WXNA-LP
- Nashville, Tennessee; United States;
- Broadcast area: Nashville
- Frequency: 101.5 MHz

Programming
- Format: Freeform

Ownership
- Owner: WRVU Friends and Family

History
- First air date: June 4, 2016

Technical information
- Licensing authority: FCC
- Facility ID: 195506
- Class: L1
- ERP: 100 watts
- HAAT: 30 meters (98 ft)
- Transmitter coordinates: 36°10′37″N 86°46′41″W﻿ / ﻿36.17694°N 86.77806°W

Links
- Public license information: LMS
- Webcast: Listen Live
- Website: www.wxnafm.org

= WXNA-LP =

WXNA-LP (101.5 FM) is a community-oriented 501(c)(3) low-powered FM radio station that is licensed to and located in Nashville, Tennessee, United States. The freeform-formatted station operates with an effective radiated power of 100 watts. WXNA was voted "Best Radio Station" by the readers of the Nashville Scene in the 2017 "Best of Nashville" issue.

==History==
After the 2011 sale of the license of WRVU, the college radio station of Vanderbilt University, several disc jockeys who had worked at WRVU organized under the intention to create a new non-profit radio station, which became WXNA. (WRVU became an internet-only radio station after the station's FM signal went off the air in 2011, but returned a short time after, as Nashville Public Radio's classical radio station WFCL, making it a sister station of WPLN-WPLN-FM. That station will become a local music-formatted outlet before the end of 2020, under the call letters WNXP.)
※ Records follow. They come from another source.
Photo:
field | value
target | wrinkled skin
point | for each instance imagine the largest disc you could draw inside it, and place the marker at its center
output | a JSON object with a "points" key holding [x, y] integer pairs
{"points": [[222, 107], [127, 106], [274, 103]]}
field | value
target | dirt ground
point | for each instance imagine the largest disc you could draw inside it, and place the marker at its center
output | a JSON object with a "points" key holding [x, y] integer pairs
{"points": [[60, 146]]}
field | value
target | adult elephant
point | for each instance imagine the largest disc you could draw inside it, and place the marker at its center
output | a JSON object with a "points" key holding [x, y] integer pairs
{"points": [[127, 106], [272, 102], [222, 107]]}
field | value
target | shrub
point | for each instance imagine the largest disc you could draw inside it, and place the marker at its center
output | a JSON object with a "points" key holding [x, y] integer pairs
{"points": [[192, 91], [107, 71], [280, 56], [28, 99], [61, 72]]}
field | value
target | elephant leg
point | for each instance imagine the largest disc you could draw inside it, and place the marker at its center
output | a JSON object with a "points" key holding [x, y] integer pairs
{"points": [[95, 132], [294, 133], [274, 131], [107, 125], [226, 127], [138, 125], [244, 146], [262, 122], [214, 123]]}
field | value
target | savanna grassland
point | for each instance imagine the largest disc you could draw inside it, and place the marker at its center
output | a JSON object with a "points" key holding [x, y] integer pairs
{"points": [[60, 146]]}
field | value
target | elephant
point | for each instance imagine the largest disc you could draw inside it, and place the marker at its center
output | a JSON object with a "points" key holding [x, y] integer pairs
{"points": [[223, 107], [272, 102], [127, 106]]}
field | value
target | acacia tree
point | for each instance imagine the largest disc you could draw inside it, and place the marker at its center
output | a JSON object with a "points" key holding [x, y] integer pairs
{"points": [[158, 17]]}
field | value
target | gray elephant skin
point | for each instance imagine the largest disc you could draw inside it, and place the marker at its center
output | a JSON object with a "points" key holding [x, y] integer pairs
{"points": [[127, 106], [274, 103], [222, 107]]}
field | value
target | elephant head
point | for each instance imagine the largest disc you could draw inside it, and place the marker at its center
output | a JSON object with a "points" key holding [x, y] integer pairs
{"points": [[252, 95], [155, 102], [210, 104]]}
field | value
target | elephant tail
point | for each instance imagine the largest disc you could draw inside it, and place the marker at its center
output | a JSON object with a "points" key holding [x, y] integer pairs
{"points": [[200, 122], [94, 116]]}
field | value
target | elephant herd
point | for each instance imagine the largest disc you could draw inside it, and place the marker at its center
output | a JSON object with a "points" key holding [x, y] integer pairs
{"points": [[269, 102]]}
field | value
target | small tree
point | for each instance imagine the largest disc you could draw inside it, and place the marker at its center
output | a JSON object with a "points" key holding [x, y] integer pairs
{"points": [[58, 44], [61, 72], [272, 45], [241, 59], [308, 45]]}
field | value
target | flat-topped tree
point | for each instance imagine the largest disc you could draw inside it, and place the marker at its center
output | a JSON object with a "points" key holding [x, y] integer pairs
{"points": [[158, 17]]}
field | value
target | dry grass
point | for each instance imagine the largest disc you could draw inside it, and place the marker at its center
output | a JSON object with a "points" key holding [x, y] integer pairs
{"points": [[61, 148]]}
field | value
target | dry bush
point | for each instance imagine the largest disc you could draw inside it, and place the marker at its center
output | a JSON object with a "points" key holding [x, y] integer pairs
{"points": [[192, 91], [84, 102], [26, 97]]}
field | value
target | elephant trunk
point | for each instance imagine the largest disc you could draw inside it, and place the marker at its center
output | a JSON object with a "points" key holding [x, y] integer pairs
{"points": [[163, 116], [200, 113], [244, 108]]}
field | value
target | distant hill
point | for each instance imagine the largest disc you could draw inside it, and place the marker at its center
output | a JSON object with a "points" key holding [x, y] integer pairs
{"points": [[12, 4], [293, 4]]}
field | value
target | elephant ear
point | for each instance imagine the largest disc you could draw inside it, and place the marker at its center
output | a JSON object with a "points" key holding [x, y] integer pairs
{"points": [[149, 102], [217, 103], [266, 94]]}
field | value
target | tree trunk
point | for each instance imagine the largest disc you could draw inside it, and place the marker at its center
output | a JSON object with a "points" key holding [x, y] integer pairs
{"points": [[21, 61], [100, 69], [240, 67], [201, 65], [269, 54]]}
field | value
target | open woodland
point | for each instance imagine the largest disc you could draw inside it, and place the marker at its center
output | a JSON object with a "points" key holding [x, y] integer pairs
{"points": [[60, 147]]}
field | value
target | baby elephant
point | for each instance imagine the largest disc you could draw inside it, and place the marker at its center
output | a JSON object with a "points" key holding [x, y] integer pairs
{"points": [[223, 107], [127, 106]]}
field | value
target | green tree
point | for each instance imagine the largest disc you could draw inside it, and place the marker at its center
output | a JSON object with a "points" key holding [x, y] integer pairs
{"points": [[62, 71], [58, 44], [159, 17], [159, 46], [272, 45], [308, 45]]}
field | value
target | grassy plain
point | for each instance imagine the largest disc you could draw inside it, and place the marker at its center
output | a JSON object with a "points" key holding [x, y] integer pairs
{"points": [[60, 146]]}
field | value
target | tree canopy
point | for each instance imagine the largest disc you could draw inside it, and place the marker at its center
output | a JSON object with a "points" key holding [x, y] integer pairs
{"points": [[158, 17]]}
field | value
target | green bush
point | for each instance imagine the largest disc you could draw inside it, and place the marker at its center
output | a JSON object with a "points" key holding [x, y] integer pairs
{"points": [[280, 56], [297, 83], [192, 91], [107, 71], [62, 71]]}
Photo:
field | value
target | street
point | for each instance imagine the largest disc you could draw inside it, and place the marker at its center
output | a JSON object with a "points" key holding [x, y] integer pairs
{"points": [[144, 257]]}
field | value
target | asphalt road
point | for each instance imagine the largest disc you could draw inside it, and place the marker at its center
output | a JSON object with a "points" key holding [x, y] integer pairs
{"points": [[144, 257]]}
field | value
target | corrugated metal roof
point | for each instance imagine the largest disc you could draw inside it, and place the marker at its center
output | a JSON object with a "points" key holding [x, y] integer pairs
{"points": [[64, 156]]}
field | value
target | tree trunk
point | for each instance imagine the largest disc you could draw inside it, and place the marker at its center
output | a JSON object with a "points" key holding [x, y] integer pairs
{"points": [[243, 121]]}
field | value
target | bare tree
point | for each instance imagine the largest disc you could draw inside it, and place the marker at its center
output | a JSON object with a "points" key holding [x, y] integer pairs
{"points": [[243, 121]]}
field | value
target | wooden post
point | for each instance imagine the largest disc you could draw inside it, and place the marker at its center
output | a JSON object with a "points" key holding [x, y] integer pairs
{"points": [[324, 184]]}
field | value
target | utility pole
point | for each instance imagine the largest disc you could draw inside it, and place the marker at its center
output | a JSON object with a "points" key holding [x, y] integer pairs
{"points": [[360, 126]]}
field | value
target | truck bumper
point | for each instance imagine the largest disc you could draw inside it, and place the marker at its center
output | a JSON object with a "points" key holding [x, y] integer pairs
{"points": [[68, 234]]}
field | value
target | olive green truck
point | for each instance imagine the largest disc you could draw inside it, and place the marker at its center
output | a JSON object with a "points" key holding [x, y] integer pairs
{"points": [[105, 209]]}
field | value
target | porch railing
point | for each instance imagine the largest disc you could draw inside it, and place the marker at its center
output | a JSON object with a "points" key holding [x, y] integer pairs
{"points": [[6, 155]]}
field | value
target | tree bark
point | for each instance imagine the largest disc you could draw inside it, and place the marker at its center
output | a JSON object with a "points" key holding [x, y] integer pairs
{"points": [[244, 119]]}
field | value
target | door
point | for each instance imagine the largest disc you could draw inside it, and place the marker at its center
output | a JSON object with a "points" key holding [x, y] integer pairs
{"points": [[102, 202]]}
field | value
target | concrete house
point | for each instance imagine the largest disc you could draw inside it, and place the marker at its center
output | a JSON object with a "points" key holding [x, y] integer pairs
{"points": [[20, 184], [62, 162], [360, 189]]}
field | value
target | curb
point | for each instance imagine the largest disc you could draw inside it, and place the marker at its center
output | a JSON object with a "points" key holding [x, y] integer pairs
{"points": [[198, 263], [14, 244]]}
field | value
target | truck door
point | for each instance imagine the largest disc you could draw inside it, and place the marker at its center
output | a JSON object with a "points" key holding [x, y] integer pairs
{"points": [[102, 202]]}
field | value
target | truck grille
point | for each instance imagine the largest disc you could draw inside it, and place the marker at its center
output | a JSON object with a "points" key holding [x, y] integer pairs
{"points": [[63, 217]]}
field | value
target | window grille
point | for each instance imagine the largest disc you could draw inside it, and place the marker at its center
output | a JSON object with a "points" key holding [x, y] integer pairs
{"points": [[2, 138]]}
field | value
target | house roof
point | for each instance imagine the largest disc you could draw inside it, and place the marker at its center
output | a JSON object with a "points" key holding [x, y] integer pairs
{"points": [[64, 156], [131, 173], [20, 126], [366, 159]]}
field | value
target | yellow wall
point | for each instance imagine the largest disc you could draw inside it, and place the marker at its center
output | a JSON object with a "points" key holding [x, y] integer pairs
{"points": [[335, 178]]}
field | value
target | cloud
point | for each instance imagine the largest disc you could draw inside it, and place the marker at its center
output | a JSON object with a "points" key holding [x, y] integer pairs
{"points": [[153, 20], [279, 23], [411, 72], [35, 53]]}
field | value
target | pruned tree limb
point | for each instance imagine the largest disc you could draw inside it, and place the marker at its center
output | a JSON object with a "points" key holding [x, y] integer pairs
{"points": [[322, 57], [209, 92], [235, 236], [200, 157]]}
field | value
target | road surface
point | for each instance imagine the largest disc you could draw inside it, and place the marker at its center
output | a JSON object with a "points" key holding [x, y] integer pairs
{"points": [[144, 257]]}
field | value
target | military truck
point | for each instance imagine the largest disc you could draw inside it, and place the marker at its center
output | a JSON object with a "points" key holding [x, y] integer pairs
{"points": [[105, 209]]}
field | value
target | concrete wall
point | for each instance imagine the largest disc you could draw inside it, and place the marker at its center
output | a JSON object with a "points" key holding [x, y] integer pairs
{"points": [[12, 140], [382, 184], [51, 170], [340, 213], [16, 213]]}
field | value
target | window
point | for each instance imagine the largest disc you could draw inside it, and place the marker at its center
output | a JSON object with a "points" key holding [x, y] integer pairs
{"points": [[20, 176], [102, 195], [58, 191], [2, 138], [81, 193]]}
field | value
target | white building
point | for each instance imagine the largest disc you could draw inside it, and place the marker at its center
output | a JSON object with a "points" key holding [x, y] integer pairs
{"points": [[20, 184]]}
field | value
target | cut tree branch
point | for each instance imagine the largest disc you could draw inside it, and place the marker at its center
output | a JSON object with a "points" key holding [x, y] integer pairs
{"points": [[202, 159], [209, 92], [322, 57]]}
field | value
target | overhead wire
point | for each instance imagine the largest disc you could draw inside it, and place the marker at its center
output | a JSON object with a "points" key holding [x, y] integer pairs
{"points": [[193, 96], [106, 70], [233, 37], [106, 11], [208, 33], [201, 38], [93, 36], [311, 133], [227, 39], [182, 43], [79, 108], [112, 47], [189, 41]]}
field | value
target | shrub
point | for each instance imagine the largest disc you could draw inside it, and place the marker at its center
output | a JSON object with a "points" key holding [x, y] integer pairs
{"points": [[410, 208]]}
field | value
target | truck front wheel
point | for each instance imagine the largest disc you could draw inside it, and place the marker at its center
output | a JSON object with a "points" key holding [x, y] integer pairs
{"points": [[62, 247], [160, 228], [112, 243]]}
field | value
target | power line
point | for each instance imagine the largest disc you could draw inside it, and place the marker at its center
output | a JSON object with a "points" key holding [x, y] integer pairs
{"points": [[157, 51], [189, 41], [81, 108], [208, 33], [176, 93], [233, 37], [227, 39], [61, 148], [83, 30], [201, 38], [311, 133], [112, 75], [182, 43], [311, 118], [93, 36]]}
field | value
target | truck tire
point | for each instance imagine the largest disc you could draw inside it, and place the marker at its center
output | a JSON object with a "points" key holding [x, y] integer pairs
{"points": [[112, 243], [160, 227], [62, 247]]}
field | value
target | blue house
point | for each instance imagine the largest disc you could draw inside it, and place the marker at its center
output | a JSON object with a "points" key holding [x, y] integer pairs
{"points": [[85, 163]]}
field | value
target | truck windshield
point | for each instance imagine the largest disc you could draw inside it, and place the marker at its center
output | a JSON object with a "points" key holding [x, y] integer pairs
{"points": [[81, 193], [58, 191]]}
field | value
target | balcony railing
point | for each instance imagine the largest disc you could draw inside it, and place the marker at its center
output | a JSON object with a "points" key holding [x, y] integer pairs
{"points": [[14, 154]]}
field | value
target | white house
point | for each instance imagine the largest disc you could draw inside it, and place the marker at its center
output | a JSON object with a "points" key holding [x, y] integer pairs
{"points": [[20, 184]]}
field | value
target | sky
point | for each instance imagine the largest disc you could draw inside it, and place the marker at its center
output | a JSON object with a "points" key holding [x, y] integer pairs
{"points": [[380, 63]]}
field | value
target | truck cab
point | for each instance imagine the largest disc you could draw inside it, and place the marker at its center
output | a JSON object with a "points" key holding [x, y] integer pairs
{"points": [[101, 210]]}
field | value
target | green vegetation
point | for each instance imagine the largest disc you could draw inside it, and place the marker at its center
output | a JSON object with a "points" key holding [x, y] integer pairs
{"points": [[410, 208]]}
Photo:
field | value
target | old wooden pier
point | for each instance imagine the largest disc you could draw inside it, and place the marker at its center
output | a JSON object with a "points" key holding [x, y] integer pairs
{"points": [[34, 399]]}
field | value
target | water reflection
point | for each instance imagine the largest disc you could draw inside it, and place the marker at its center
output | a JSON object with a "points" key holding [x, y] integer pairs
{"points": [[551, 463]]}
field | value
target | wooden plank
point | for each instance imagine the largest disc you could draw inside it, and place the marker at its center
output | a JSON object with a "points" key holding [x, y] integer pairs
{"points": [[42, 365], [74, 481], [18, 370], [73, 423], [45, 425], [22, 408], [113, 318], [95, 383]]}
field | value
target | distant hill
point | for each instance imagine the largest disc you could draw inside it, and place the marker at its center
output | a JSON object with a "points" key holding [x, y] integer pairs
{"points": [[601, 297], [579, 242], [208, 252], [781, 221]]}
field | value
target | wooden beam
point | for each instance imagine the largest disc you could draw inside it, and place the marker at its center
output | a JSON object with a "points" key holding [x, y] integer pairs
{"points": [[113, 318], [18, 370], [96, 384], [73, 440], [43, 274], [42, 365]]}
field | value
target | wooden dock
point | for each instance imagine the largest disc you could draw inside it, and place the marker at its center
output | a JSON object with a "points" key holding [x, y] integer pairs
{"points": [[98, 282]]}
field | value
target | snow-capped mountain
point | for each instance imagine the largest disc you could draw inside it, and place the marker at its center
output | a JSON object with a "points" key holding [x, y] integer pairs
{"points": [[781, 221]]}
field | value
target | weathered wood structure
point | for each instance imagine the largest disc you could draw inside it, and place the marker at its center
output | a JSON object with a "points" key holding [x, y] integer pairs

The co-founders of WXNA are Roger Blanton (Delicious Elixir), Ashley Crownover (Set Records to Stun), Randy Fox (Hipbilly Jamboree), Jonathan Grigsby (Set Records to Stun), Heather Lose (Aging Hipster), Laura Powers (Needles + Pins), and Pete Wilson (Nashville Jumps). After several fundraisers and the process of application filing with the Federal Communications Commission, WXNA-LP began operations, broadcasting at 101.5 megahertz, on June 4, 2016.

==Programming==
The station features a mixture of music, talk shows, and cultural and public affairs programming. Everything broadcast on WXNA is locally produced, with no network or syndicated programming. Several professional musicians who reside in the Nashville area have their own radio shows on WXNA, as do a handful of deejays who previously worked in commercial radio. The station's block-formatting means that WXNA carries shows in a wide range of formats, from jazz to blues to hip-hop, Americana, punk rock and beyond. All programming is listener-supported as it is a 501(c)(3), and WXNA is underwritten by some local businesses.

==Coverage area==
WXNA-LP's 100 watts of power is just sufficient to cover the entire core of the Nashville area. One can hear the station outside of the Nashville area via the station's online stream on its website, or on the TuneIn mobile app.